# Bert Pipeline

## Prequisites

#### Following dependent packages needs to be installed before running the build script

1. kfp - `! pip install kfp`
2. docker - should be logged in using docker login
3. yq - install using snap - https://github.com/mikefarah/yq
4. jq - v1.6 - https://stedolan.github.io/jq/download/

#### ./build.sh takes two arguments

1. path to example - For ex: examples/cifar10
2. dockerhub username - For ex: shrinathsuresh


## Install Packages

In [2]:
!pip install captum torchvision matplotlib pillow flask flask_compress

**Make sure the current working directory is "pytorch_pipeline"**

In [73]:
import os
os.getcwd()

'/home/ubuntu/Repositories/fb/pytorch-pipeline/pytorch_pipeline'

## Generate Pipeline file

In [1]:
! ./build.sh examples/bert docker-username

## At the end of this step - pytorch_bert.yaml file will be generated

In [36]:
import kfp
import json
import os
from PIL import Image
from kfp import components
from kfp.components import load_component_from_file, load_component_from_url
from kfp import dsl
from kfp import compiler
from pathlib import Path

kfp.__version__

'1.6.0-rc.0'

# Enter your KFP URL and the token from the cookie
[Use this extension on chrome to get token]( https://chrome.google.com/webstore/detail/editthiscookie/fngmhnnpilhplaeedifhccceomclgfbg?hl=en)
![image.png](image.png)

## Set Pipeline URL, Cookie, Experiment and Namespac

In [49]:
# KFP_URL='istio-ingressgateway.istio-system.svc.cluster.local'
KFP_URL='http://localhost:8080'
COOKIE="Add Cookie here"
AUTH="authservice_session="+COOKIE
NAMESPACE="kubeflow-user-example-com"
EXPERIMENT="Default"

## Set Log bucket and Tensorboard Image

In [50]:
MINIO_ENDPOINT="http://minio-service.kubeflow:9000"
LOG_BUCKET="mlpipeline"
TENSORBOARD_IMAGE="jagadeeshj/tb_plugin:v1.8"
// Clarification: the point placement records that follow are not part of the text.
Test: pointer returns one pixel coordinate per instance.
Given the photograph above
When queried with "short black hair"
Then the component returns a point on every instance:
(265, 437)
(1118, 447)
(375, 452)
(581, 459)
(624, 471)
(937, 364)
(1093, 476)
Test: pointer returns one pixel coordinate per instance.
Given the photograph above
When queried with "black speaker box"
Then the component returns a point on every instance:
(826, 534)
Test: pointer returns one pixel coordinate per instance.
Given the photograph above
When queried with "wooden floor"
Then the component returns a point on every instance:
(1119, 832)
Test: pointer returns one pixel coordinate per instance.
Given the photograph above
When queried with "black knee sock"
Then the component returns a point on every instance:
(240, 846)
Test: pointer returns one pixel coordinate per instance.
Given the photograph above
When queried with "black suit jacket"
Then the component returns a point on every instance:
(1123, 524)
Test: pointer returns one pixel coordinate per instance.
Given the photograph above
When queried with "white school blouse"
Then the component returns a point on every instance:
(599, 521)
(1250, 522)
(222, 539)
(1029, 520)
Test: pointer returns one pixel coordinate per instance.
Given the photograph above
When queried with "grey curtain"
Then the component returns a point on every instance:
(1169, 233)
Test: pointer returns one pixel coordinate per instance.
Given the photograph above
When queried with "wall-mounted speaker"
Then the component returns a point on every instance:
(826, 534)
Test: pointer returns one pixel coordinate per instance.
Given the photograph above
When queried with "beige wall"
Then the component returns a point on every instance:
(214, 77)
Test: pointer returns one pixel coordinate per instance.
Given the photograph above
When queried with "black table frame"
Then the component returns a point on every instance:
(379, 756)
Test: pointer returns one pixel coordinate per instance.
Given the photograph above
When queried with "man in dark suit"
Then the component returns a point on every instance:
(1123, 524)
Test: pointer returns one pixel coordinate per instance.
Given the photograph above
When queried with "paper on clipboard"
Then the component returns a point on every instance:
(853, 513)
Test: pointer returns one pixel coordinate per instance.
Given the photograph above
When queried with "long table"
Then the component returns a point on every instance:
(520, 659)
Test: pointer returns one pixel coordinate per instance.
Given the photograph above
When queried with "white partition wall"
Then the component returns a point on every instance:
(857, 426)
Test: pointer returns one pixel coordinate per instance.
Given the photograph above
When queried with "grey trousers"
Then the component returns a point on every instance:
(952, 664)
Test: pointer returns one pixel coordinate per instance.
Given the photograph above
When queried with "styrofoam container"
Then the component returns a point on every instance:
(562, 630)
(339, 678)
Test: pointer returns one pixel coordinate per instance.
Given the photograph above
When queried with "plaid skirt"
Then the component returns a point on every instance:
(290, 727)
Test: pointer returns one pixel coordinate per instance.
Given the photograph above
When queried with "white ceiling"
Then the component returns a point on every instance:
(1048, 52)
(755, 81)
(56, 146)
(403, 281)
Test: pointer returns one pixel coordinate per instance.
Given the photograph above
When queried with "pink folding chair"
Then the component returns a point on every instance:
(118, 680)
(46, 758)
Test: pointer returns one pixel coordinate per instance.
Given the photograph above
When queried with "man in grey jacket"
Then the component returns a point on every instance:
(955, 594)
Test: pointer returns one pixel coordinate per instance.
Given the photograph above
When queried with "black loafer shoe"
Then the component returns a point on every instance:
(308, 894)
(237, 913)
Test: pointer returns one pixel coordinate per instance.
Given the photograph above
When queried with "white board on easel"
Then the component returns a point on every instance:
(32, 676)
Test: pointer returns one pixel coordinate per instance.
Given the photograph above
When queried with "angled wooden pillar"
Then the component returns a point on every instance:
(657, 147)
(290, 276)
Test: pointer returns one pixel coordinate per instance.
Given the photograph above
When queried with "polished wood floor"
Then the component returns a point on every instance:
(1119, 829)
## Set Inference parameters

In [60]:
MODEL_NAME="bert"
DEPLOY_NAME="bertserve"
ISVC_NAME=DEPLOY_NAME+"."+NAMESPACE+"."+"example.com"
INFERENCE_URL="http://istio-ingressgateway.istio-system.svc.cluster.local"

## Create KFP Client and create an experiment

In [40]:
client = kfp.Client(host=KFP_URL+"/pipeline", cookies=AUTH)
client.create_experiment(name=EXPERIMENT, namespace=NAMESPACE)
experiments = client.list_experiments(namespace=NAMESPACE)
my_experiment = experiments.experiments[0]
my_experiment

{'created_at': datetime.datetime(2021, 4, 22, 8, 44, 39, tzinfo=tzutc()),
 'description': None,
 'id': 'aac96a63-616e-4d88-9334-6ca8df2bb956',
 'name': 'Default',
 'resource_references': [{'key': {'id': 'kubeflow-user-example-com',
                                  'type': 'NAMESPACE'},
                          'name': None,
                          'relationship': 'OWNER'}],
 'storage_state': 'STORAGESTATE_AVAILABLE'}

## Pipeline params

In [41]:
pipeline_params = {
    "minio_endpoint" : MINIO_ENDPOINT,
    "tf_image" : TENSORBOARD_IMAGE,
    "log_bucket" : LOG_BUCKET,
    "namespace" : NAMESPACE,
    "deploy" : DEPLOY_NAME
}

## Click on Run Details for navigating to pipeline

In [42]:
run_name = 'pytorch-bert'
# Execute pipeline
run = client.run_pipeline(my_experiment.id, run_name, "pytorch_bert.yaml", pipeline_params)

In [61]:
INFERENCE_SERVICE_LIST = ! kubectl get isvc $DEPLOY_NAME -n kubeflow-user-example-com -o json | jq .status.url | tr -d '"'| cut -d "/" -f 3
INFERENCE_SERVICE_NAME = INFERENCE_SERVICE_LIST[0]
INFERENCE_SERVICE_NAME

'bertserve.kubeflow-user-example-com.example.com'

In [3]:
!curl -v -H "Host: $INFERENCE_SERVICE_NAME" -H "Cookie: $AUTH" "$KFP_URL/v1/models/$MODEL_NAME:predict" -d @./examples/bert/sample.txt > ./bert_prediction_output.json

In [64]:
! cat ./bert_prediction_output.json

{"predictions": ["\"Sci/Tech\""]}

In [4]:
!curl -v -H "Host: $INFERENCE_SERVICE_NAME" -H "Cookie: $AUTH" "$KFP_URL/v1/models/$MODEL_NAME:explain" -d @./examples/bert/sample.txt  > bert_explaination_output.json

In [67]:
! cat bert_explaination_output.json

{"explanations": [{"words": ["[CLS]", "bloomberg", "has", "reported", "on", "the", "economy", "[SEP]"], "importances": [0.49803317807827413, -0.04228915625436579, -0.22691037181108395, 0.15573719339552444, 0.08677259891698845, 0.1791962203959244, 0.525546079847318, -0.5988261343532961], "delta": 0.12081549835977756}]}

In [68]:
import json
explanations_json = json.loads(open("./bert_explaination_output.json", "r").read())
explanations_json

{'explanations': [{'words': ['[CLS]',
    'bloomberg',
    'has',
    'reported',
    'on',
    'the',
    'economy',
    '[SEP]'],
   'importances': [0.49803317807827413,
    -0.04228915625436579,
    -0.22691037181108395,
    0.15573719339552444,
    0.08677259891698845,
    0.1791962203959244,
    0.525546079847318,
    -0.5988261343532961],
   'delta': 0.12081549835977756}]}

In [69]:
prediction_json = json.loads(open("./bert_prediction_output.json", "r").read())

In [70]:
import torch
attributions = explanations_json["explanations"][0]['importances']
tokens = explanations_json["explanations"][0]['words']
delta = explanations_json["explanations"][0]['delta']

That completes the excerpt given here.